What is the minimum sample size n (or the length n = length(x) of the data vector x) such that the difference D = 1 - statx4(x)/statx5(x) of the functions statx4 and statx5 is no more than 1/100 i.e. D ≤ 1/100?
And here are the functions:
statx4 <- function(x) {
numerator <- sum((x-mean(x))^2)
denominator <- length(x)
result <- numerator/denominator
return(result)
}
statx5 <- function(x) {
numerator <- sum((x-mean(x))^2)
denominator <- length(x)-1
result <- numerator/denominator
return(result)
}
I've been doing this exercise set for a while, but haven't managed to get anything valid on this question. Could you point me to right direction?

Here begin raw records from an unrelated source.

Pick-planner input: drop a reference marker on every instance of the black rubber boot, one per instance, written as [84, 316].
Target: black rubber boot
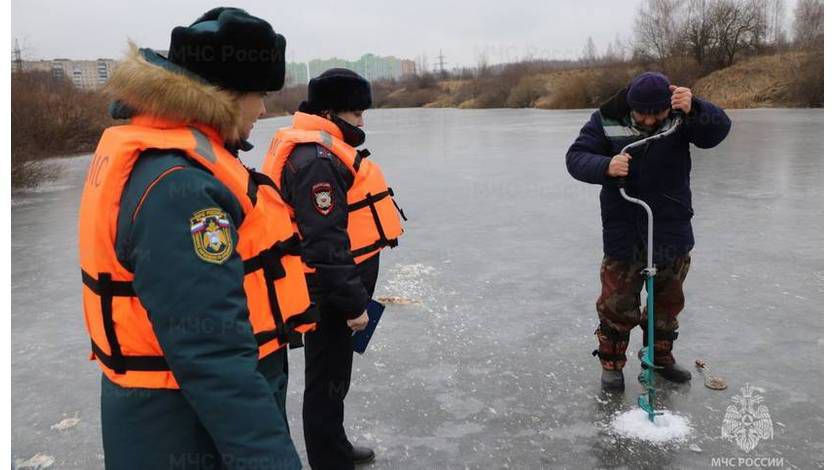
[675, 373]
[362, 455]
[612, 380]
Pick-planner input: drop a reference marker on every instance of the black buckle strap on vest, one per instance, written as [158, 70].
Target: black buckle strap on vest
[358, 158]
[382, 241]
[403, 216]
[614, 357]
[270, 259]
[106, 288]
[137, 363]
[370, 200]
[310, 315]
[376, 198]
[258, 179]
[612, 333]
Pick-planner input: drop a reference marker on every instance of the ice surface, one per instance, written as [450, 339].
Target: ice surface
[667, 427]
[490, 366]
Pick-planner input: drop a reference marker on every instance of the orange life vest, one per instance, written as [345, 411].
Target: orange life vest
[373, 215]
[123, 340]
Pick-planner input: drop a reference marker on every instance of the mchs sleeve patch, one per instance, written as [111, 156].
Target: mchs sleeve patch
[211, 235]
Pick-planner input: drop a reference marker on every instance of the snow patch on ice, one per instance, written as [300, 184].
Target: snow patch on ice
[65, 424]
[36, 462]
[634, 424]
[409, 281]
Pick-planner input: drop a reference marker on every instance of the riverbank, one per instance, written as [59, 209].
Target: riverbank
[52, 118]
[787, 80]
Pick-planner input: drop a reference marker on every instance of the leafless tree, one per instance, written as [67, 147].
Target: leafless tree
[656, 28]
[737, 26]
[590, 52]
[698, 34]
[808, 26]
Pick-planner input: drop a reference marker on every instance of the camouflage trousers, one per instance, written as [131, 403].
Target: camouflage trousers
[619, 308]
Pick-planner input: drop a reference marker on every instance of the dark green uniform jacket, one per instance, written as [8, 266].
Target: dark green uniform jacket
[229, 412]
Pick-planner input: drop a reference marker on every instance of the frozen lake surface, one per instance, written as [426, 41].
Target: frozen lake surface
[491, 367]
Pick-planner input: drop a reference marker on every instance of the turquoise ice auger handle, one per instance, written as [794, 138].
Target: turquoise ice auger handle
[647, 400]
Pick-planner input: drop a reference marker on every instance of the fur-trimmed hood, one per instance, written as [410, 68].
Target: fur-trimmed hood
[149, 84]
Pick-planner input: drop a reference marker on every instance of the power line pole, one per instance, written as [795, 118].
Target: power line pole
[440, 64]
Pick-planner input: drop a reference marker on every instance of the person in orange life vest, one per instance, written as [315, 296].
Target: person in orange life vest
[345, 215]
[188, 307]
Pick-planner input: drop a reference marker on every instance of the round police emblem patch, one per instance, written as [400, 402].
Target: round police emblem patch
[323, 196]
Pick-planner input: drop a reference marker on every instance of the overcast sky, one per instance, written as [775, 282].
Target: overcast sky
[463, 30]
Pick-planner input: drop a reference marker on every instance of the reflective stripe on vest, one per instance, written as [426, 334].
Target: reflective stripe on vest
[123, 339]
[374, 218]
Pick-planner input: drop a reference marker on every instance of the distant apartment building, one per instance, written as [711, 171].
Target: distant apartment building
[87, 74]
[370, 66]
[92, 74]
[296, 73]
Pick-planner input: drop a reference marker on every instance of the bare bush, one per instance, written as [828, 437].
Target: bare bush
[51, 118]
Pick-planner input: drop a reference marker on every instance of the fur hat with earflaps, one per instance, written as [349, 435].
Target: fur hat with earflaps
[230, 48]
[337, 90]
[225, 52]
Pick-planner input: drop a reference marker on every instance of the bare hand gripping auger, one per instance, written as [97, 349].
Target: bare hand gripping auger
[647, 400]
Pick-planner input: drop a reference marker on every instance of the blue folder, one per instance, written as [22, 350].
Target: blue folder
[361, 338]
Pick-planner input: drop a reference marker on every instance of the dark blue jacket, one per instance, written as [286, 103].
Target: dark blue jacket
[659, 175]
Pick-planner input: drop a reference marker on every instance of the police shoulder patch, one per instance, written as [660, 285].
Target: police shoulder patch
[323, 196]
[211, 235]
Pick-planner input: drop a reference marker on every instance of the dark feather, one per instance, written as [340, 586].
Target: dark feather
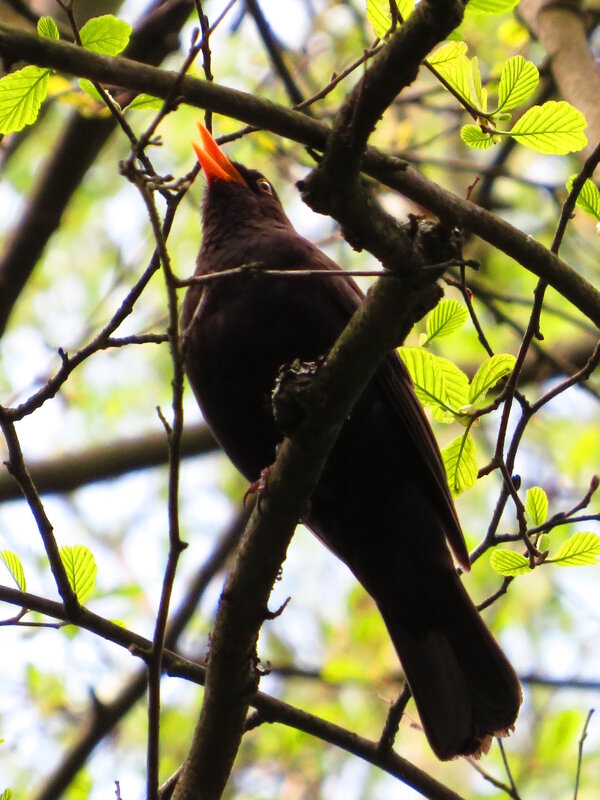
[383, 504]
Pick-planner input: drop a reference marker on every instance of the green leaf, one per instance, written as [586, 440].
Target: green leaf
[146, 101]
[427, 376]
[447, 53]
[106, 35]
[588, 198]
[456, 390]
[81, 569]
[48, 28]
[509, 563]
[554, 128]
[536, 504]
[474, 137]
[462, 74]
[517, 81]
[460, 462]
[448, 316]
[13, 564]
[492, 6]
[581, 549]
[489, 373]
[543, 543]
[380, 17]
[21, 95]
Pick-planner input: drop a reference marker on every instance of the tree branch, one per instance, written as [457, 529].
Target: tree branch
[297, 126]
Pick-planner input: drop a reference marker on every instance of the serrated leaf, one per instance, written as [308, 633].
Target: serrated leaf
[580, 550]
[474, 137]
[106, 35]
[460, 461]
[47, 28]
[458, 73]
[81, 569]
[588, 198]
[456, 388]
[146, 101]
[517, 82]
[13, 564]
[380, 17]
[448, 316]
[543, 543]
[554, 128]
[446, 53]
[489, 373]
[509, 563]
[536, 504]
[426, 375]
[492, 6]
[21, 95]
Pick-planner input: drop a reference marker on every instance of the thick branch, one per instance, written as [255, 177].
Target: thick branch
[296, 126]
[73, 154]
[232, 676]
[103, 717]
[273, 710]
[560, 27]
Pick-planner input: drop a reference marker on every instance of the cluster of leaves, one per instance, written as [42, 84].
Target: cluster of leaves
[588, 199]
[447, 391]
[22, 92]
[555, 127]
[581, 549]
[79, 564]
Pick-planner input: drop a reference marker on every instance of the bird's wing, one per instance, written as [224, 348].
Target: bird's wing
[397, 386]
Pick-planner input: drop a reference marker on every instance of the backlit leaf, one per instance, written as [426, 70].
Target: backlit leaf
[555, 128]
[460, 462]
[492, 6]
[448, 316]
[474, 137]
[447, 53]
[588, 198]
[509, 563]
[15, 567]
[489, 373]
[536, 505]
[581, 549]
[517, 82]
[81, 569]
[48, 28]
[106, 35]
[21, 95]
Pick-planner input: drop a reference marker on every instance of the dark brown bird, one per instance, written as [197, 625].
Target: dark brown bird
[382, 504]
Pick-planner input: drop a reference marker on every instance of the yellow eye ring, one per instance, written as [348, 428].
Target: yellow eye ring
[264, 185]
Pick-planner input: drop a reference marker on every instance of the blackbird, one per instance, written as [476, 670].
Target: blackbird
[382, 504]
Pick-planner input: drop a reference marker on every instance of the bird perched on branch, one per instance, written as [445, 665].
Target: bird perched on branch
[382, 504]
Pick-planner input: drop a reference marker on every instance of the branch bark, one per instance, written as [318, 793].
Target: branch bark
[294, 125]
[560, 27]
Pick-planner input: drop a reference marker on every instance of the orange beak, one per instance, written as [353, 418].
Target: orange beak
[213, 161]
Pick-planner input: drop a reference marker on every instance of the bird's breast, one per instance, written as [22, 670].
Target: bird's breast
[246, 328]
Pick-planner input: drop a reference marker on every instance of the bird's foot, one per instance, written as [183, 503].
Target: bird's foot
[258, 488]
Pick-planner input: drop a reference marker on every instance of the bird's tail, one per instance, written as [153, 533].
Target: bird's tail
[465, 690]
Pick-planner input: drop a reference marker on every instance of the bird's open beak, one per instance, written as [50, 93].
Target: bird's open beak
[213, 161]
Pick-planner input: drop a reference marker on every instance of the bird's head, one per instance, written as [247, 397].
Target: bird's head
[234, 194]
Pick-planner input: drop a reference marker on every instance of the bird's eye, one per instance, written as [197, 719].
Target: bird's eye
[264, 185]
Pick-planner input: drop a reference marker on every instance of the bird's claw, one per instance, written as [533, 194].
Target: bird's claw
[259, 488]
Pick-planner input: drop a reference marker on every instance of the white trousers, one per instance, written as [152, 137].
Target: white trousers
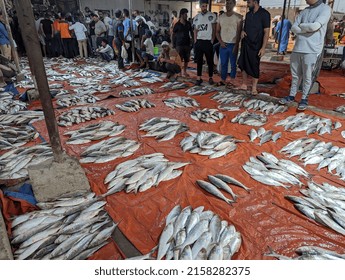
[304, 67]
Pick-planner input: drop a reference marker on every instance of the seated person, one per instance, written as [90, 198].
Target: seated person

For the normal distribution, it is the following:
statx4 <- function(x) {
numerator <- sum((x-mean(x))^2)
denominator <- length(x)
result <- numerator/denominator
return(result)
}
statx5 <- function(x) {
numerator <- sum((x-mean(x))^2)
denominator <- length(x)-1
result <- numerator/denominator
return(result)
}
D <- function(x){
1-statx4(x)/statx5(x)
}
DD <- function(N=1111,seed =1){
set.seed(seed)
Logi <- vector()
for (n in 1:N) {
x<- rnorm(n)
y <- D(x)
Logi[n] <- (y > 1/100)
}
return(Logi)
}
min <- vector()
for (seed in 1:100) {
message(seed)
DD(1000,seed)
min[seed] <- length(which(DD(1000) == TRUE))
}
Answer <- mean(min)+1
Answer
Note that the function D
evaluates the difference of the unbiased variance and the ordinal variance.
I think this problem should be more clear in mathematical sense.